The subjects participated in a total of thirteen conditions presented in Table TABLE II.. The noisy reverberant ratio-mask processed signals were tested in three different scenarios where (a) both noise and late reverberation PSDs, (b) only noise PSD, and (c) only late reverberation PSD were estimated and used in the mask estimation. The unprocessed sentences in anechoic (T60 ≈ 0.0 s) quiet conditions were used as a control condition. Twenty IEEE sentences (two lists) were used per condition. None of the lists used was repeated across conditions. The order of the test conditions was randomized across subjects in order to minimize any order effects. During testing, the participants were instructed to repeat as many words as they could identify. The responses of each individual were collected and scored off-line based on the number of words correctly identified. All words were scored. The percent correct scores for each condition were calculated by dividing the number of words correctly identified by the total number of words in the sentence lists tested.

TABLE II.

Listening test conditions. “SM” denotes soft-mask processed stimuli. “SM-noisy reverberant (R = 0),” “SM-noisy reverberant (N = 0),” and “SM-noisy reverberant” stand for soft-mask processed noisy reverberant speech without late reverberation PSD estimation, soft-mask processed noisy reverberant speech without additive noise PSD estimation, and soft-mask processed noisy reverberant speech, respectively.

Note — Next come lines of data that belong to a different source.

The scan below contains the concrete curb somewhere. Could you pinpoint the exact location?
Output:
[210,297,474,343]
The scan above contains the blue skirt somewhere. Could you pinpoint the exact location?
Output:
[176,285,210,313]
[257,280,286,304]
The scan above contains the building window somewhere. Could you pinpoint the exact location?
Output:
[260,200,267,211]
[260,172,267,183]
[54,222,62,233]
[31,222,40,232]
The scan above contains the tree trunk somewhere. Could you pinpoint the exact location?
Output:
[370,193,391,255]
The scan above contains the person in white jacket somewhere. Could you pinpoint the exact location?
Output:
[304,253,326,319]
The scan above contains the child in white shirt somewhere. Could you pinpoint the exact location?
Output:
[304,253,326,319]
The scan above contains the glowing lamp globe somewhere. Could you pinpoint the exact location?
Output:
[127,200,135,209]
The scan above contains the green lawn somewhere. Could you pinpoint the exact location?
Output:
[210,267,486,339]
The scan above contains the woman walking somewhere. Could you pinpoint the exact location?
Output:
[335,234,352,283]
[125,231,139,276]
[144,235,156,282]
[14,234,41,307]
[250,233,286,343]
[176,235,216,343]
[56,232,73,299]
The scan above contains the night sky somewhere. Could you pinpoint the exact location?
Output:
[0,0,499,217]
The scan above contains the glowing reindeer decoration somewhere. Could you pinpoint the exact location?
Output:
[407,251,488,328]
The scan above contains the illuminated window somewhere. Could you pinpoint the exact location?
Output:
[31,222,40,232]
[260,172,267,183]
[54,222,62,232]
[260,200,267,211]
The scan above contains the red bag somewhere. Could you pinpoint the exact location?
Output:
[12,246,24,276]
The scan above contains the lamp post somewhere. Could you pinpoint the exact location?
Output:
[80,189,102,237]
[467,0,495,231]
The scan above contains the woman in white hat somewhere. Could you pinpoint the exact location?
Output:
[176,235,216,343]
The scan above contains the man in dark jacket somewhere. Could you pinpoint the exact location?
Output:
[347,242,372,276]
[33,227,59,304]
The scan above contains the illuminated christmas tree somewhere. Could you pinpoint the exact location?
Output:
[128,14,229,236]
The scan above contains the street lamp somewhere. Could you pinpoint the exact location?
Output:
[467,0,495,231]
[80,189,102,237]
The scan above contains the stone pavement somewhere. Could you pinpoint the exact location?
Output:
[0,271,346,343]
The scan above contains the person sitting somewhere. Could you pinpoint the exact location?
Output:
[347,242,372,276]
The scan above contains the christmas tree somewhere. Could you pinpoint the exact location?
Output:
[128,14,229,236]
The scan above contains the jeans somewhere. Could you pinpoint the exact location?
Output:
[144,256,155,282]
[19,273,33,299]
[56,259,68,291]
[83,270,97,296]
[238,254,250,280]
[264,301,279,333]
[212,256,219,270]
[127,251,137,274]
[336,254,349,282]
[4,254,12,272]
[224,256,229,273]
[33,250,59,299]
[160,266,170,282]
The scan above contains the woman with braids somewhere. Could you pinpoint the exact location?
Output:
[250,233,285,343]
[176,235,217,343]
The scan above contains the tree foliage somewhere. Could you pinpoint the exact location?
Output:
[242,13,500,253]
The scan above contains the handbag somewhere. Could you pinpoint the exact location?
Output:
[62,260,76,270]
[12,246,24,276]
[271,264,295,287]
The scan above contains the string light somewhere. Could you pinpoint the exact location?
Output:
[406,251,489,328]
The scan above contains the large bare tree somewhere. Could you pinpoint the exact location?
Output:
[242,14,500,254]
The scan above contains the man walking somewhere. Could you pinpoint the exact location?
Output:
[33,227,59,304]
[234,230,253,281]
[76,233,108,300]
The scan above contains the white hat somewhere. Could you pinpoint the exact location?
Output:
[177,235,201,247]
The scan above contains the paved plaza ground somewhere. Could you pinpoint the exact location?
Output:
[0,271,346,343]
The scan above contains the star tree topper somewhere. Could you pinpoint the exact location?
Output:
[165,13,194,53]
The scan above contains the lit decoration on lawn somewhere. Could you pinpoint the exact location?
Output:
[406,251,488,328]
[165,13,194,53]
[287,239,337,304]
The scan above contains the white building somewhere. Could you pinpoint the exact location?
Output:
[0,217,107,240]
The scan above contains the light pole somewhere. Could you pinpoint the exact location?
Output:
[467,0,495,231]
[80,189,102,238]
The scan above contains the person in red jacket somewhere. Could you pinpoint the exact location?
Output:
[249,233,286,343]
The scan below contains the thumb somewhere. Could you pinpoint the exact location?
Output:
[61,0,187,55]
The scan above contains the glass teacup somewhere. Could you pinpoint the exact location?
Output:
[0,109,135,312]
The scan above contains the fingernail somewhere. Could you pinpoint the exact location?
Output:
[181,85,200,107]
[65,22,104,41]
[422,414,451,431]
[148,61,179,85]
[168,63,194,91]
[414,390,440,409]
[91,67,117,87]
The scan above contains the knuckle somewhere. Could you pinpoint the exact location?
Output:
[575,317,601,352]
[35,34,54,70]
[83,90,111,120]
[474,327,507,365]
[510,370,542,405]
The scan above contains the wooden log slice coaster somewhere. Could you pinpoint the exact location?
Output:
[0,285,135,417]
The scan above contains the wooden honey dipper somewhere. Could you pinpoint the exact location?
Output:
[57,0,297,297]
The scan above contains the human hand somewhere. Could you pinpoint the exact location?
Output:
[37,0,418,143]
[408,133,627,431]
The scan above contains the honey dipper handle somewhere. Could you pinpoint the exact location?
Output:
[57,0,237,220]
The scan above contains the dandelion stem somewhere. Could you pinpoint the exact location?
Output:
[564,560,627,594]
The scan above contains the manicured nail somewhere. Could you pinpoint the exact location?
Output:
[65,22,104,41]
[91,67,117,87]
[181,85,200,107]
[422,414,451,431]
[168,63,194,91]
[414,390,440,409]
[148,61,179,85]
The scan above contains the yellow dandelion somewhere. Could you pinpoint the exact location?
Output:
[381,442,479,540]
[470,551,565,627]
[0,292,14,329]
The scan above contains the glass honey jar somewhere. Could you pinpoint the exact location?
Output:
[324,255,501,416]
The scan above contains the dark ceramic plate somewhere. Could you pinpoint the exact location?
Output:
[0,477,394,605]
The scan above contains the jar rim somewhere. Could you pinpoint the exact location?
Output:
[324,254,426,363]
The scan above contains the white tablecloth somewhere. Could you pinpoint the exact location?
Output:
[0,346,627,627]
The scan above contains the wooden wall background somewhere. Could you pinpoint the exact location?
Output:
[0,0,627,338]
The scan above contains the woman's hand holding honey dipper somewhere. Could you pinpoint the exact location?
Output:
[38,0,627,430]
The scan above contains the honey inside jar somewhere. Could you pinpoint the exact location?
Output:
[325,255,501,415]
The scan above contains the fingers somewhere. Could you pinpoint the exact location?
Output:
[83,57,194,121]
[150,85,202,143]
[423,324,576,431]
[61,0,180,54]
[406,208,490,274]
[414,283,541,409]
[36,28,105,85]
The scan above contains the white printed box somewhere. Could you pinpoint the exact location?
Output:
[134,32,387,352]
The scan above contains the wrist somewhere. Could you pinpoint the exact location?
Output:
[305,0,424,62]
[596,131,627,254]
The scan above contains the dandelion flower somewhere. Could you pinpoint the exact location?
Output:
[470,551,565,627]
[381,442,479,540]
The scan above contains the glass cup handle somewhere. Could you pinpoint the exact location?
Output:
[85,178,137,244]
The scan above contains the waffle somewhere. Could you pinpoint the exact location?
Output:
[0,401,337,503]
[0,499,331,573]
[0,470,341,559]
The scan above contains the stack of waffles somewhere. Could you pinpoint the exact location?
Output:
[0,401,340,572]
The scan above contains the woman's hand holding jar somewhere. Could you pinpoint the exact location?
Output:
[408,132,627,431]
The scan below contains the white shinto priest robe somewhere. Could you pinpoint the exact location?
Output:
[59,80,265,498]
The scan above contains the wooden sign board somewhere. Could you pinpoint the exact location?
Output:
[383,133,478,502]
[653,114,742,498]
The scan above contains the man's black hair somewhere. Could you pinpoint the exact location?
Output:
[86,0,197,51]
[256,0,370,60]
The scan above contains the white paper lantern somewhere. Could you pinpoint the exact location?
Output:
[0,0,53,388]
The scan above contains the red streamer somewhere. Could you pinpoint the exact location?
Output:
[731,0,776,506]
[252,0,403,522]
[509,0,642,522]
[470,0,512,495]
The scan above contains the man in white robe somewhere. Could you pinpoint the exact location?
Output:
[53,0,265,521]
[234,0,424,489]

Condition T60 (ms) SNR (dB)
1—Anechoic quiet 0
2—Reverberant 600
3—Reverberant 800
4—Noisy reverberant 600 15
5—Noisy reverberant 800 15
6—SM-reverberant 600
7—SM-reverberant 800
8—SM-noisy reverberant 600 15
9—SM-noisy reverberant 800 15
10—SM-noisy reverberant (N = 0) 600 15
11—SM-noisy reverberant (N = 0) 800 15
12—SM-noisy reverberant (R = 0) 600 15
13—SM-noisy reverberant (R = 0) 800 15

RESULTS

The individual and mean speech intelligibility scores for both reverberation-alone and noisy reverberant conditions are shown in Fig. 2 (unprocessed as well as ratio-mask processed scores). The speech intelligibility scores improved from an average of 46.42 and 36.59 %, to 60.35 and 55.98 % at T60 = 0.6 and 0.8 s conditions, respectively. In the presence of noise, speech identification scores improved from an average of 30.89 and 24.96 % to 51.97 and 41.98 %, respectively. The average score in the anechoic quiet condition was 92.46%. An analysis of variance (with repeated measures) confirmed a significant effect (F[1,6] = 25.59, p < 0.005) of reverberation time, a significant effect of noise (F[1,6] = 31.19, p < 0.005) and a significant effect of processing (F[1,6] = 47.03, p < 0.005) on speech intelligibility.

Figure 2.

Figure 2

Individual percent correct scores of seven CI users tested on IEEEsentences using unprocessed and soft-mask processed reverberant and noisy reverberant acoustic inputs (RSNR = 15 dB), (a) T60 = 0.6 s and (b) T60 = 0.8 s. “Clean,” “R,” “NR,” and “SM” stand for anechoic clean, reverberant, noisy reverberant, and soft-mask processed conditions, respectively. Error bars indicate standard deviations.

In order to evaluate the impact of individual components (i.e., noise and late reverberation suppression components) of the proposed interference suppression technique, the results obtained through speech intelligibility listening experiments with each stage are presented in Fig. 3. The noisy reverberant speech intelligibility scores improved from an average of 30.89 and 24.96 % to 36.87 and 29.17 % in T60 = 0.6 and 0.8, respectively (RSNR = 15 dB) using only the noise PSD in the ratio mask estimation, and from an average of 30.89 and 24.96 % to 41.67 and 30.62 % in T60 = 0.6 and 0.8, respectively (RSNR = 15 dB), when only reverberation PSD was considered in the mask estimation process.

Figure 3.

Figure 3

Individual percent correct scores of seven CI users tested on IEEE sentences using unprocessed and soft-mask processed reverberant and noisy reverberant acoustic inputs (RSNR = 15 dB), (a) T60 = 0.6 s and (b) T60 = 0.8 s. “NR,” “SM-NR (R = 0),” “SM-NR (N = 0),” and “SM-NR” stand for noisy reverberant, soft-mask processed noisy reverberant speech without late reverberation PSD estimation, soft-mask processed noisy reverberant speech without additive noise PSD estimation, and soft-mask processed noisy reverberant speech, respectively. Error bars indicate standard deviations.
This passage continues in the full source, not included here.